As you mention this is about the physical act of writing, then yes, there are things you can do.
Put a projector with text on various sizes (like the vision testing charts optometrists use) and walk to the end of the room to see which size is more fitting given the room size, then go back to the board and mark the size. You then can measure it with a normal ruler (there are BIG wooden rules and instruments for chalkboards too) and then proceed to mark at the edges of the board the lines for that letter size. Then you can get some threat and tape from mark to mark to make a whole board ruler to mark dots on the board (or place stickers).
Then it's practice, practice and practice.
Sectioning the data you are going to put on the board before hand in a notebook can help you plan the spacing and distribution. It's a good practice for the lecture but it can be time consuming.
Alternatively,if you want to help the students more then you can provide them with digital notes on the topic.

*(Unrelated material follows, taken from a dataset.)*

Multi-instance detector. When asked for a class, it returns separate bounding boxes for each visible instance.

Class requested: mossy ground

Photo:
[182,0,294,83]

Maybe it's silly, but there is a section on Blackboard Technique in Gian-Carlo Rota's Ten Lessons I wish I had been Taught that I have always found very useful:
Blackboard Technique
Two points.
a. Make sure the blackboard is spotless. It is particularly important to erase those distracting whirls that are left when we run the eraser over the blackboard in a non uniform fashion.
By starting with a spotless blackboard, you will subtly convey the impression that the lecture they are about to hear is equally spotless.
b. Start writing on the top left hand corner. What we write on the blackboard should correspond to what we want an attentive listener to take down in [their] notebook. It is preferable to write slowly and in a large handwriting, with no abbreviations. Those members of the audience who are taking notes are doing us a favor, and it is up to us to help them with their copying.
When slides are used instead of the blackboard, the speaker should spend some time explaining each slide, preferably by adding sentences that are inessential, repetitive or superfluous, so as to allow any member of the audience time to copy our slide. We all fall prey to the illusion that a listener will find the time to read the copy of the slides we hand them after the lecture. This is wishful thinking.